Alkitab bagi orang Injili adalah satu-satunya ukuran bagi segala presuposisi, asumsi, pemahaman bahkan perilaku mereka. Militansi kaum Injili terhadap Alkitab tidak diragukan lagi. Alkitab adalah segala-galanya. Sama seperti kaum fundamentalisme, kaum Injili sangat menjunjung tinggi Alkitab sebagai Firman Allah yang berotoritas. Namun, semua sikap terhadap Alkitab yang dimiliki oleh kaum Injili memiliki perbedaan yang mendasar dengan kaum fundamentalisme. Kaum fundamentalisme cenderung memiliki sikap yang negatif karena prinsip yang sama. Mereka menjadi orang-orang yang sempit dan menolak segala hal yang bersifat Ilmiah (pengetahuan) yang berkaitan dengan Alkitab karena beranggapan bahwa hal-hal yang ilmiah cenderung merongrong otoritas Alkitab. Sebaliknya, kaum Injili tetap membuka diri terhadap dialektika ilmu pengetahuan dan Alkitab, namun tetap memegang prinsip yang mereka yakini. Kaum Injili justru mengambil hal-hal yang positif dari ilmu pengetahuan untuk meneguhkan otoritas dan ketanpasalahan Alkitab.
Dengan demikian, kaum Injili menerima Alkitab apa adanya. Bagi mereka, apa yang ditulis dalam Alkitab harus diterima dan diyakini sebagai Firman Allah yang berotoritas. Pandangan ini tentu saja berbeda dengan pandangan teologi kontemporer lainnya seperti aliran historis kritis yang cenderung mengkritisi segala yang tertulis di dalam Alkitab. Alkitab dilihat hanya sebuah dokumen sejarah kuno yang harus dinilai dan kritik oleh akal manusia.[30]Pola pikir filsafat (seperti Humanisma dan Eksistensialisme) merupakan prinsip yang dipakai dan dipegang oleh aliran ini dalam mengkritisi Alkitab.

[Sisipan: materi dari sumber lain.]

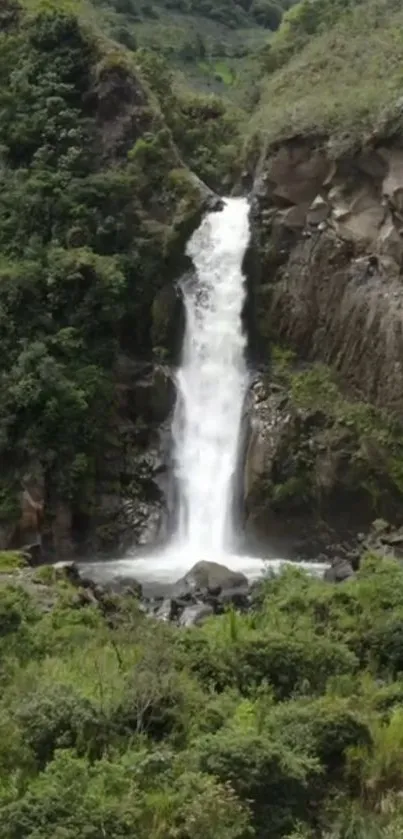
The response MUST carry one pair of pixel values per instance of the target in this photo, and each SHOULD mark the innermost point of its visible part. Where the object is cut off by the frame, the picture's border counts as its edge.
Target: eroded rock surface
(329, 235)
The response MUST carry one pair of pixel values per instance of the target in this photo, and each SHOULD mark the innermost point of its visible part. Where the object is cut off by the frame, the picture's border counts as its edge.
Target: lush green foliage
(208, 40)
(92, 224)
(282, 722)
(339, 447)
(314, 79)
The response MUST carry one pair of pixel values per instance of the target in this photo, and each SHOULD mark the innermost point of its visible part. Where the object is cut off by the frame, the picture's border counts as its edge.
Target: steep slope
(327, 214)
(209, 42)
(95, 206)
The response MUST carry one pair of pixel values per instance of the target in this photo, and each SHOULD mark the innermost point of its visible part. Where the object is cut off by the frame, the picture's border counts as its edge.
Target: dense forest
(282, 722)
(121, 122)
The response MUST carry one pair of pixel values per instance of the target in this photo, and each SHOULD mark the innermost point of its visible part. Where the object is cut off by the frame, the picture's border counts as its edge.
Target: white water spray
(211, 386)
(211, 383)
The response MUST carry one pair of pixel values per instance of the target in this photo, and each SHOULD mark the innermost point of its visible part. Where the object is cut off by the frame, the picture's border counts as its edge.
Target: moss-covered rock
(320, 467)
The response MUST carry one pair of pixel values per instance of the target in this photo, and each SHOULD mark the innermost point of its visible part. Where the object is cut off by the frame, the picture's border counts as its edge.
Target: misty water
(212, 382)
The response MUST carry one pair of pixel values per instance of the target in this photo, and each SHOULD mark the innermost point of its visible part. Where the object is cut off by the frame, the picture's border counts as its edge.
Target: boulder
(339, 571)
(209, 576)
(195, 615)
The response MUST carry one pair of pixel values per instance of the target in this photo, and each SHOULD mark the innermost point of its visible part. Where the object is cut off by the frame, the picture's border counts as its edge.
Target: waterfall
(211, 382)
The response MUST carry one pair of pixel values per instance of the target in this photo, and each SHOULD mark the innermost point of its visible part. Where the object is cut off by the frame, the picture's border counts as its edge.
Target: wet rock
(208, 576)
(195, 615)
(339, 571)
(238, 597)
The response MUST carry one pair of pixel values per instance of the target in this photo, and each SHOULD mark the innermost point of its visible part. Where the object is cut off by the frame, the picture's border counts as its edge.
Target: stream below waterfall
(212, 383)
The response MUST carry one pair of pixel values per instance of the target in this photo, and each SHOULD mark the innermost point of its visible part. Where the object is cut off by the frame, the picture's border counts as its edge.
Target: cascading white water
(211, 382)
(211, 386)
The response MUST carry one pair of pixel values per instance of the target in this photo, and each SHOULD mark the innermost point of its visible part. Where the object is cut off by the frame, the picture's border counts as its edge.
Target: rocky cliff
(327, 281)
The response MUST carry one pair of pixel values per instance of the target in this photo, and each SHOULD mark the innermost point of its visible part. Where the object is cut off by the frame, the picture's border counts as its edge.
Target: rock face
(209, 576)
(329, 234)
(314, 476)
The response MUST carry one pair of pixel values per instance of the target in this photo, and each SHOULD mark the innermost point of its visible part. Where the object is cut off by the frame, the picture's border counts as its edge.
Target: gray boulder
(195, 615)
(339, 571)
(209, 577)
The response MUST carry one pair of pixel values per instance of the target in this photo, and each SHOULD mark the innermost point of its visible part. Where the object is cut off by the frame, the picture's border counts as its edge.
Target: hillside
(333, 68)
(209, 43)
(96, 203)
(327, 138)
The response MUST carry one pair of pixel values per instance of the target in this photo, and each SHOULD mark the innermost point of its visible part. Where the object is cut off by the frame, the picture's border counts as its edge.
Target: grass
(345, 82)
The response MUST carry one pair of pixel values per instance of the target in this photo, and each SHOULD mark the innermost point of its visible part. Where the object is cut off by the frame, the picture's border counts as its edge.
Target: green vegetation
(208, 40)
(283, 722)
(314, 78)
(95, 206)
(334, 445)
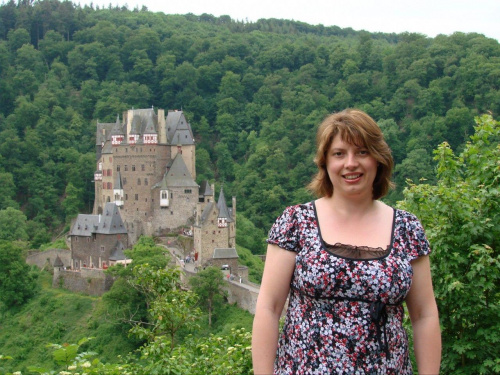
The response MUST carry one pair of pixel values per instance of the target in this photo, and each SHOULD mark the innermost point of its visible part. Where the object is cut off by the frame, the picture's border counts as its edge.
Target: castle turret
(150, 134)
(133, 136)
(118, 190)
(117, 133)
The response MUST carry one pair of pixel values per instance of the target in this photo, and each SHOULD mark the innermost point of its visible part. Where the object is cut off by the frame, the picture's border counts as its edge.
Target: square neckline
(325, 245)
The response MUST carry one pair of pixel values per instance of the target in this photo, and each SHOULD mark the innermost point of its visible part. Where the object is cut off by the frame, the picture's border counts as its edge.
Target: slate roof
(206, 212)
(177, 175)
(58, 262)
(103, 132)
(117, 253)
(118, 182)
(178, 129)
(110, 222)
(150, 127)
(117, 127)
(205, 189)
(225, 254)
(85, 225)
(135, 127)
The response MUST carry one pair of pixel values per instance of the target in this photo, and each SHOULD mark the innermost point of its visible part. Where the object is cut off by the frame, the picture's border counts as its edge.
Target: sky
(428, 17)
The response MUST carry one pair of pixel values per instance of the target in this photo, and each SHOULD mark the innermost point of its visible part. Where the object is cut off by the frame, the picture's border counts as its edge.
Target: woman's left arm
(424, 318)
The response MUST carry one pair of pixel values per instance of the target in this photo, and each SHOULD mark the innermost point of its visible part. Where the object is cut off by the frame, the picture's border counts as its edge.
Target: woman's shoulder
(405, 216)
(299, 209)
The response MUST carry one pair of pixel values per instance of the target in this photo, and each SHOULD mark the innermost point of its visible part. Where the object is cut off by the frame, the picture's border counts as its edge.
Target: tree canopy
(254, 93)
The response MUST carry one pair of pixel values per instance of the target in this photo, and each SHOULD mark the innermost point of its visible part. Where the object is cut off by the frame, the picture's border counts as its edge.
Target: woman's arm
(274, 289)
(424, 318)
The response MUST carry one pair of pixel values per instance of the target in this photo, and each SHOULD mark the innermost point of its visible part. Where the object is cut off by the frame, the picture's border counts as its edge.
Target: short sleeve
(418, 245)
(284, 231)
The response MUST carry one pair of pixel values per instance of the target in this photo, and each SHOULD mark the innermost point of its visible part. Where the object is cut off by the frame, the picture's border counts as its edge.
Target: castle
(145, 185)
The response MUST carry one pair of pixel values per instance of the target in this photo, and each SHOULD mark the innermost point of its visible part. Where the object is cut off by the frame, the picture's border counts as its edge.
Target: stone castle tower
(146, 166)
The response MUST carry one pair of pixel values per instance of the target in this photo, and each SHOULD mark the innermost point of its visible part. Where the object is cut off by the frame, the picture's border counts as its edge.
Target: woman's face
(351, 169)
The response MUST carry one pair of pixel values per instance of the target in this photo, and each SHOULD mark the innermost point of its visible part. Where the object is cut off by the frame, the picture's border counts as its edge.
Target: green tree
(461, 215)
(169, 307)
(17, 280)
(209, 286)
(73, 201)
(12, 225)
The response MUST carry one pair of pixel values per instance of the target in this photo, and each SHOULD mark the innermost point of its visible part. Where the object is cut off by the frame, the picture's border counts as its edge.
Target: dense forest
(254, 93)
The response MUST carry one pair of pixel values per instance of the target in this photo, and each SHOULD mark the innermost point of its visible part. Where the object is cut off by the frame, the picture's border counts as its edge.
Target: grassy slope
(60, 316)
(56, 316)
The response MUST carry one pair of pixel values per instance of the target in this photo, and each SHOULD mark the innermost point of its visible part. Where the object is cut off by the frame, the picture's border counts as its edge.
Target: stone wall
(42, 259)
(90, 281)
(244, 295)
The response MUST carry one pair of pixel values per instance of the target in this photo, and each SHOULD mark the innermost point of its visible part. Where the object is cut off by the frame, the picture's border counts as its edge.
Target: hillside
(253, 92)
(57, 316)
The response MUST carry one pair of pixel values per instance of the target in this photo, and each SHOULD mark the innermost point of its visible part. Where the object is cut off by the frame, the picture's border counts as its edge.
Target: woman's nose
(351, 161)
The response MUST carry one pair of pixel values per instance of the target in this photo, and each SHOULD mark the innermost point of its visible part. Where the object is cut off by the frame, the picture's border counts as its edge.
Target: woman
(347, 261)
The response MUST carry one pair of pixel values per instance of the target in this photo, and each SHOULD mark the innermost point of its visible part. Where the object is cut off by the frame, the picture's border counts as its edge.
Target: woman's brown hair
(357, 128)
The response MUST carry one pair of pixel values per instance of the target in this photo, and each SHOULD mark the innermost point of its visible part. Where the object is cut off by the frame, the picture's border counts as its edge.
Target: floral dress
(345, 308)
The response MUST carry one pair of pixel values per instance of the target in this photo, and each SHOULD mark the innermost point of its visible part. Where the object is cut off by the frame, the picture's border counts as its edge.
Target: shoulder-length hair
(357, 128)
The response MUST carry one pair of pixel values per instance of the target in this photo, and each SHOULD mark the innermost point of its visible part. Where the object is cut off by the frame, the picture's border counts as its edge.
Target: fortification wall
(42, 259)
(89, 281)
(244, 295)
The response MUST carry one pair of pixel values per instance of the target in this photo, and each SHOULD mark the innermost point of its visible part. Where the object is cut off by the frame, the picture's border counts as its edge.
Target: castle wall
(90, 281)
(244, 295)
(210, 237)
(188, 155)
(41, 258)
(141, 167)
(92, 252)
(180, 212)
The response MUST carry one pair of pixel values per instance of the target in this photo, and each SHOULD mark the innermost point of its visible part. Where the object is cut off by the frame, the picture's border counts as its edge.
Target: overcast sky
(429, 17)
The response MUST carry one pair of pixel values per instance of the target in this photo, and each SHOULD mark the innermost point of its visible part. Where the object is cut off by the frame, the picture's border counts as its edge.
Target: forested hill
(253, 92)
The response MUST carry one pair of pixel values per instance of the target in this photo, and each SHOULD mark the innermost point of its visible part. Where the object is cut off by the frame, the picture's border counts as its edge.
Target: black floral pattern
(345, 314)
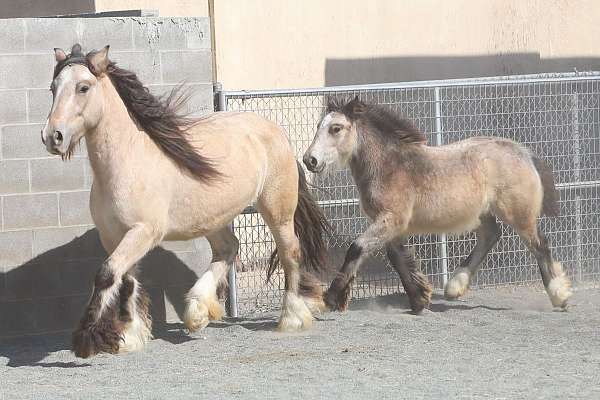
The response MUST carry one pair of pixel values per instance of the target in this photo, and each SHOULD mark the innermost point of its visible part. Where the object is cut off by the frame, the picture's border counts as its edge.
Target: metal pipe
(443, 244)
(516, 79)
(221, 105)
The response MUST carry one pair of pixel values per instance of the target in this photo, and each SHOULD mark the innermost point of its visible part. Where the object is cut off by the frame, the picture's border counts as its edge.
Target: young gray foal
(407, 187)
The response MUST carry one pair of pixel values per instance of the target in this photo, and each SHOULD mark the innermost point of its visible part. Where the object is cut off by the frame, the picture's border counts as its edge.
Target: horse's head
(77, 103)
(336, 137)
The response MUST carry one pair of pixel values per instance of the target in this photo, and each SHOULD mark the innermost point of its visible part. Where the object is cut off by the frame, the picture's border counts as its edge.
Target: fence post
(443, 241)
(577, 179)
(221, 105)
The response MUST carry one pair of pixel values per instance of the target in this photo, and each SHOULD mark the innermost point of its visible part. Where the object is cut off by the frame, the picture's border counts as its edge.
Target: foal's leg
(376, 235)
(488, 234)
(415, 284)
(101, 328)
(557, 284)
(202, 300)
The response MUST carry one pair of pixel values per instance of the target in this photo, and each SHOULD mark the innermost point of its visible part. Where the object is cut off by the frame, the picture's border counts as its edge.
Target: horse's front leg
(377, 235)
(115, 318)
(415, 283)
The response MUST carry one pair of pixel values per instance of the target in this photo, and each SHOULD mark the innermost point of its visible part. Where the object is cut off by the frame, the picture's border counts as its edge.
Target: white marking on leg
(137, 333)
(202, 302)
(295, 315)
(559, 287)
(458, 284)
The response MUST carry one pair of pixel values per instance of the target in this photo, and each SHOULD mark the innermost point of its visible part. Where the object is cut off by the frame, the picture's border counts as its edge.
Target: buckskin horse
(161, 176)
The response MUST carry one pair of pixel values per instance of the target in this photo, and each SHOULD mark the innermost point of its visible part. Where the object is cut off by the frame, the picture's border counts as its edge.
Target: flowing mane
(159, 117)
(387, 125)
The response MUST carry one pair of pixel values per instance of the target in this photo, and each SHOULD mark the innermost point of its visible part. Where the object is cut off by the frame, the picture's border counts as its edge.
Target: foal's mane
(388, 126)
(159, 116)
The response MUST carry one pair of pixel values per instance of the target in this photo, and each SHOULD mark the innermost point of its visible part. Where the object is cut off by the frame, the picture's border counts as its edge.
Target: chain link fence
(557, 116)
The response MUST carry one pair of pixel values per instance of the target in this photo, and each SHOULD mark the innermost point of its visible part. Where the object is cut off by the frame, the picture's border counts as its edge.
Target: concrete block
(189, 66)
(54, 174)
(27, 70)
(52, 239)
(39, 102)
(13, 106)
(95, 33)
(15, 248)
(145, 64)
(30, 211)
(14, 176)
(171, 33)
(12, 35)
(23, 141)
(16, 318)
(59, 314)
(200, 101)
(44, 34)
(75, 208)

Karena kaum Injili menerima apa yang tertulis dalam Alkitab, maka kaum ini mengakui adanya mujizat. Berkaitan dengan mujizat, mereka menentang tegas gerakan rasionalisme, modernisme, dan sekularisme yang mengabaikan unsur mujizat dalam iman Kristen. Kaum Injili tetap yakin bahwa Tuhan Yesus yang Maha Kuasa itu tidak berubah, baik kemarin, hari ini dan sampai selama-lamanya. Oleh sebab Tuhan Yesus tidak berubah, maka mukjizat pun masih terjadi hingga saat ini.[31]
v Solus Christus
Solus Christus berarti keselamatan hanya oleh Yesus. Prinsip ini berkaitan dengan Kristologi dan Soteriologi, bahwa hanya melalui Kristus manusia dapat diselamatkan; bahwa manusia dapat diterima oleh Allah hanya di dalam Kristus. Kristus-lah satu-satunya jalan menuju keselamatan. Melalui kematiannya di kayu salib, Kristus menjadi jalan pendamaian antara Allah dan manusia.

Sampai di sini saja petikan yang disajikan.